Producing your own food (or some of your own food) is one of the best things you can do for the environment and, by default, for yourself.

It’s the time of year to hike (or bike) to your local community garden — you’ll be able to find one in Bloomington, no problem — and start planting. Or, at the very least, start planning what your summer garden is going to look like.

Why bother going to the trouble of planting a food garden? First of all, it’s not too terribly difficult. What’s more, the way that agriculture in the United States works today is extremely harmful to the health of plants, animals, soil and humans — even if you might not realize it.

According to the EPA, 60 percent of all herbicides, 90 percent of all fungicides and 30 percent of all insecticides are carcinogenic.

The most obvious questions all of us need to ask are these: Why is something as basic and natural as food causing cancer, and why should we stand for it?

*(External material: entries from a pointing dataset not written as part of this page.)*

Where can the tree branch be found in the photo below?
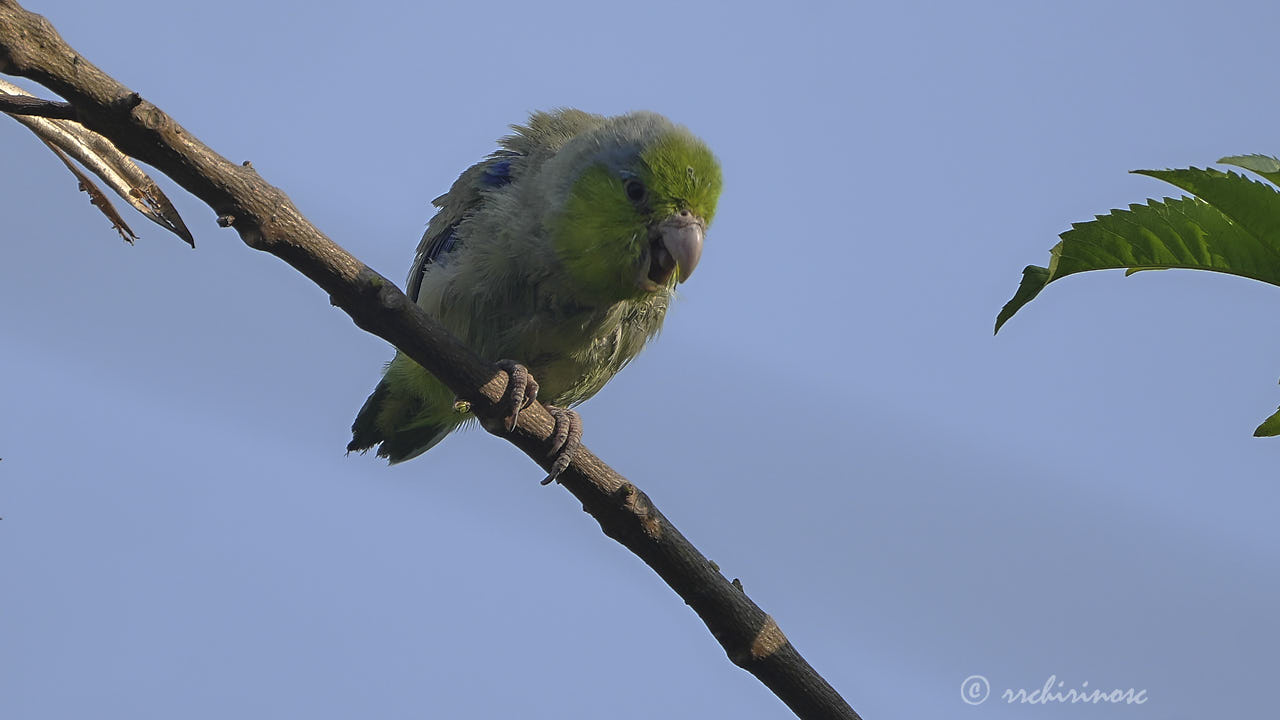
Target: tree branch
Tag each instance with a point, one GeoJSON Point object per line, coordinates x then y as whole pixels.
{"type": "Point", "coordinates": [266, 219]}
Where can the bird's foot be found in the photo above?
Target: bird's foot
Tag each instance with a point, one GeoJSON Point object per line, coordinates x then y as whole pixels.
{"type": "Point", "coordinates": [566, 438]}
{"type": "Point", "coordinates": [521, 391]}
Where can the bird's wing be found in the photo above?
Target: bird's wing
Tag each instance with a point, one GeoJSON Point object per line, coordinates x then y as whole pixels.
{"type": "Point", "coordinates": [464, 200]}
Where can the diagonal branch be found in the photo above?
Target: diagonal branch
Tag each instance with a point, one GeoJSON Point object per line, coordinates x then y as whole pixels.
{"type": "Point", "coordinates": [266, 219]}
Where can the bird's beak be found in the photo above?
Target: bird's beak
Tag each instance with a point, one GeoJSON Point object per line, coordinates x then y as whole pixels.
{"type": "Point", "coordinates": [676, 246]}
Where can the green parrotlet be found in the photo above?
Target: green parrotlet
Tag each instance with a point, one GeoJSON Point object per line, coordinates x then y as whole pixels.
{"type": "Point", "coordinates": [560, 253]}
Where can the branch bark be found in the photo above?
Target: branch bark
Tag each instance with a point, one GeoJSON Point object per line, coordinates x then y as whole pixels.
{"type": "Point", "coordinates": [266, 219]}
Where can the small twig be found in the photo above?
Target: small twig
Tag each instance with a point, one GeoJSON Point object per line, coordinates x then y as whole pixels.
{"type": "Point", "coordinates": [36, 108]}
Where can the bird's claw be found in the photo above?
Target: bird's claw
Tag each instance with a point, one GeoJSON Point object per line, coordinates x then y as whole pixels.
{"type": "Point", "coordinates": [565, 441]}
{"type": "Point", "coordinates": [521, 391]}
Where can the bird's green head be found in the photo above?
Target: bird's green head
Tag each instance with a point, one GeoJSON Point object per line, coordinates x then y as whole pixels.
{"type": "Point", "coordinates": [635, 203]}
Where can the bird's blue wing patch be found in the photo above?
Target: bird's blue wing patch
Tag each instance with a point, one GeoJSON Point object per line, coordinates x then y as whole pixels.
{"type": "Point", "coordinates": [496, 173]}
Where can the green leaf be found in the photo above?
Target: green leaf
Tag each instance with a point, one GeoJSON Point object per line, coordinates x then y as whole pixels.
{"type": "Point", "coordinates": [1270, 427]}
{"type": "Point", "coordinates": [1265, 165]}
{"type": "Point", "coordinates": [1230, 226]}
{"type": "Point", "coordinates": [1252, 205]}
{"type": "Point", "coordinates": [1034, 278]}
{"type": "Point", "coordinates": [1185, 233]}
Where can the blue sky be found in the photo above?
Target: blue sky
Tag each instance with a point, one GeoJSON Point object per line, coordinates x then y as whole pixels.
{"type": "Point", "coordinates": [826, 414]}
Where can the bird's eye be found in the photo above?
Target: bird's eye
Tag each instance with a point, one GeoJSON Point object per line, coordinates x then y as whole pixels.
{"type": "Point", "coordinates": [635, 190]}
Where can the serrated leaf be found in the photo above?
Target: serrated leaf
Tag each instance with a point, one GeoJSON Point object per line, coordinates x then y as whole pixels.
{"type": "Point", "coordinates": [1270, 427]}
{"type": "Point", "coordinates": [1265, 165]}
{"type": "Point", "coordinates": [1168, 233]}
{"type": "Point", "coordinates": [1251, 204]}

These chemicals are harmful not only to humans but to the ecosystems where they are used and the organisms within them, as pesticide-laced water flows into the life systems around industrial farms.

Pesticides are also hazardous to soil health, harming or killing the microbes and biota that call soil home and have a mutually beneficial relationship with plants growing in the soil.

Industrial farming also kills biodiversity in favor of monoculture. More plant diversity means greater genetic diversity, which translates into higher disease resistance and support of the complexity of natural ecosystems.

Monoculture goes against nature, killing the natural beauty and infinite genetic variety that is found in the natural world.

So, why not just buy organic food instead?

Buying food products labeled “organic” is not a viable solution to this problem. Just because something is labeled “organic” does not mean that it was grown sustainably or locally. In fact, the opposite is often true.

Food products labeled “USDA organic” have only been around since 2002, and this labeling is, more than anything else, a marketing strategy.

Although USDA organic standards are better than nothing, they are still a far cry from the revolution in farming that needs to happen.

For example, the standards do not require “organic” farms to replenish the soil with natural nutrients in the same proportion used in the growing process. Another example is that USDA standards require that animals have access to the outdoors but do not say for how long or under what conditions.

Moreover, any product can be labeled organic as long as it follows growing conditions, even if it’s being shipped from China to the U.S.

This summer, don’t shop at the grocery store, even if it’s in the organic aisle. Shop at the local farmer’s market, or better yet, take a few steps into your own backyard.